Archive for Employment Qualifications

Casual Employment

It’s been nine months since I last wrote here. During that time, I experienced an ersatz promotion from my in-office employer. I was made Content Lead for an Eastern European division of a particular client’s training program. I was in charge of putting together their training content. Then I moved on to a Central European country’s training project, and then another. Once complete, I was assigned a South American training project. But, due to financial reasons, was told that all “casual” employees (of which I was one) had their hours cut to zero. Many full-time employees were let go permanently. It was a mass layoff. This, apparently, is common at said Casual Employer Inc.

And, so, I am once again at home, working on freelance projects and keeping my dog company. All of my children are away at college, and my home echos with their absence.

Despite my initial challenges with handling all-day, in-office employment, I miss the purpose I felt driving their each day. And I admit to enjoying the camaraderie I felt with several co-workers. My dog doesn’t like chatting, and our ideas of going out to lunch aren’t the same.
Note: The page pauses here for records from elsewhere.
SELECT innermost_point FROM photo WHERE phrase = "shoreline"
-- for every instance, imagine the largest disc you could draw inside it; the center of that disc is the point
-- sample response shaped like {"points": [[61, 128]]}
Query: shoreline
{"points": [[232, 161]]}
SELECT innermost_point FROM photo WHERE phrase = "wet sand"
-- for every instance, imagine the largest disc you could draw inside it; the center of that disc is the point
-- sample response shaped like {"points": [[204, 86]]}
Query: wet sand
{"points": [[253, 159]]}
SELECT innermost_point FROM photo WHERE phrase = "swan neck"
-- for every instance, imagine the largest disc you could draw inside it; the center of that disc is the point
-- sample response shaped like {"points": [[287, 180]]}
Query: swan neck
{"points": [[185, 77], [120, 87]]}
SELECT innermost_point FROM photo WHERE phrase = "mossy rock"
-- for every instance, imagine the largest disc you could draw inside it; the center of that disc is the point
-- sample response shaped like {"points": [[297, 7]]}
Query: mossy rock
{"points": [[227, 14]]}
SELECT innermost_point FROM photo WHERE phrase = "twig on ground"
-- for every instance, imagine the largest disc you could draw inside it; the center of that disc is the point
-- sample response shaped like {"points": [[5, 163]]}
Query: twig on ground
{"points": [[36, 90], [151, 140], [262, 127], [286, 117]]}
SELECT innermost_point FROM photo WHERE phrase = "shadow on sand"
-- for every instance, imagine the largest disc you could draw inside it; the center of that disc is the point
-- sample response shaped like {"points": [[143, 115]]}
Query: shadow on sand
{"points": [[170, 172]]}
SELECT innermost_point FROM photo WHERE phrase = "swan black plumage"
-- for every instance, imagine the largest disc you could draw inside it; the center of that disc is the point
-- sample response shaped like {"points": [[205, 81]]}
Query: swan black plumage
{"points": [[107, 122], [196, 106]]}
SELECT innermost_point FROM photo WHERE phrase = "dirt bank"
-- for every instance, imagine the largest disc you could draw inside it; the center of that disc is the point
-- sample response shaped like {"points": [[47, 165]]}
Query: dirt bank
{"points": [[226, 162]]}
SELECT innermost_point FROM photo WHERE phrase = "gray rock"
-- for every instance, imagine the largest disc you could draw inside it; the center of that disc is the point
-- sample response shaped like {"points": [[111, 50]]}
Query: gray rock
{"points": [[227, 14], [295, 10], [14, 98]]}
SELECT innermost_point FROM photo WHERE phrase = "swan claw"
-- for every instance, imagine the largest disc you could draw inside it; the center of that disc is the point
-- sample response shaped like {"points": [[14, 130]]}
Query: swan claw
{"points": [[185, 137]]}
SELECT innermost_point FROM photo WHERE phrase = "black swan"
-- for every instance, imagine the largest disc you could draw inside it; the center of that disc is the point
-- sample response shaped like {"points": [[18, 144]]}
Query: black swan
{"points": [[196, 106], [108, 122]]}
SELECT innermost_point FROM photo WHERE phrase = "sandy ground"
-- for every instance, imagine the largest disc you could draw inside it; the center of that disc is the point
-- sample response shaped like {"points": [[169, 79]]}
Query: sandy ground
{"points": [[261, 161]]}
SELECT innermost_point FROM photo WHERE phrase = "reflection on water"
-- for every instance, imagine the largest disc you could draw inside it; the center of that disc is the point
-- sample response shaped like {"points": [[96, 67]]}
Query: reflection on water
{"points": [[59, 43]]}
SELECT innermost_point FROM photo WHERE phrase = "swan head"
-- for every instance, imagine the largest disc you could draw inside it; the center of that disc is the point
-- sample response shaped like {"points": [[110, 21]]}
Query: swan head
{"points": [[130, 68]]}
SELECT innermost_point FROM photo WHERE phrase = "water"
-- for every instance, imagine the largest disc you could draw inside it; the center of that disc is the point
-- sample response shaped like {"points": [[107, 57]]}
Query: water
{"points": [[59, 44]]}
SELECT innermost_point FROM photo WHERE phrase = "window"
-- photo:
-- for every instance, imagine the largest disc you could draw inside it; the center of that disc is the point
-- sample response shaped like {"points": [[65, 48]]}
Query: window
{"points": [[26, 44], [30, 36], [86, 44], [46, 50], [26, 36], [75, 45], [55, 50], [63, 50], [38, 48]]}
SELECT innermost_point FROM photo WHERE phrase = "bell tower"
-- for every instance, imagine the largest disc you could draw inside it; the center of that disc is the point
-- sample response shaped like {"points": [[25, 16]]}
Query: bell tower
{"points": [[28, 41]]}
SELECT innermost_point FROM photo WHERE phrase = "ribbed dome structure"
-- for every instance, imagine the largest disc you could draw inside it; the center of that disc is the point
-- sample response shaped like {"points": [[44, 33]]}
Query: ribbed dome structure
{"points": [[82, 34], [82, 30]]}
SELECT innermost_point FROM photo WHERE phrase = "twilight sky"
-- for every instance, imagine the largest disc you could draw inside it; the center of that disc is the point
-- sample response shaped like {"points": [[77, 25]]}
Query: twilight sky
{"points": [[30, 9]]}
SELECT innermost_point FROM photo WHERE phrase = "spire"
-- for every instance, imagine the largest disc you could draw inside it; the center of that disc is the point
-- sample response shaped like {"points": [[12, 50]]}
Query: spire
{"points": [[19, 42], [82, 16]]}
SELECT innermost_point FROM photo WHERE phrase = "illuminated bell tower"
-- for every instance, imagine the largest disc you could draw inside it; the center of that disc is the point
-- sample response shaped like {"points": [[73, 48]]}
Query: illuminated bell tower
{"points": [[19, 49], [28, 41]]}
Looking for permanent employment is proving challenging this time around. I was very fortunate last time, applying for one of the first jobs I saw, and then being offered the job. Easy come, easy go. I’ll take the challenge.


Renaissance Woman

Once again, is playing fast and loose with their interpretation of “qualifications.” Although I’m flattered that they think I’m this much of a Renaissance Woman, I don’t come close to being qualified for any of these positions. Here are my suggested job applications for this week:

  • solar cell design engineer
  • material scientist chemical engineer
  • lead teacher – early childhood education/preschool
  • registered dietician
  • real estate sales associate
  • recreation assistant
  • product surveillance specialist

and, my personal favorite:

  • cryptologic linguist for the US Army

I’ve received phone calls and email messages from head hunters and job placement agencies, desperate to place me in one of their open positions. I had no idea I was so marketable! Unfortunately, the vast majority of these “offers” don’t come close to resembling jobs for which I’m qualified. It seems these humans can’t accurately assess an applicant’s qualifications any better than automated online databases such as CareerBuilder can.

Although, they may be on to something here. I am a mom. And, as such, have gathered and honed a wide variety of skills I might not otherwise have come close to. For example, when my children were younger, I worked from home and was able to spend a lot of time with them. I was their lead teacher in so many things: feeding and dressing themselves, toilet training, sharing, language skills, writing their names, creative play, and so on.  As my household’s resident material scientist chemical engineer, I was responsible for identifying mysterious chemical combinations all over the house: crayon wall murals, missed toileting opportunities, and the sippy cup full of milk left behind the couch for three days,  for starters. I also created chemical concoctions such as salt dough and slime, providing hours of play.

As a solar cell design engineer, I was responsible for calculating the amount of solar light my charges absorbed, and applying protective layers of sunblock to them as necessary. Like a registered dietician, one of my main goals was setting up menus, creating nutritious meals, and getting my kids to eat more than apple juice and Teddy Grahams. I performed the duties of recreation assistant by bringing my kids to tee-ball, playing hopscotch with them, and organizing play dates. As my household’s real estate sales associate, I assisted in coordinating the tasks involved in building a home, such as choosing flooring, exterior covering, and window types. I identified paint colors and other home improvements that would maintain the “saleability” of our home and made them happen. My skills in the product surveillance industry include maintaining the quality of my products by keeping them healthy and safe, ensuring regular visits to the family physician for product maintenance, forcing them to wear coats in the winter, and forbidding them from jumping off the shed roof. I continue honing that skill to this day, attempting to know where my products/children are at all times and not allowing them to do stupid things. (Refer to “wear coats in winter” and “shed roof” for more clarification.)

And, although I’ve never been in the US Army, I can say that I have performed the duties of cryptologic linguist innumerable times. Anyone who has tried to decipher what a two-year-old is saying will back me up on that one.

Hey, if CareerBuilder can play fast and loose with job qualifications, then I certainly can do the same with job titles.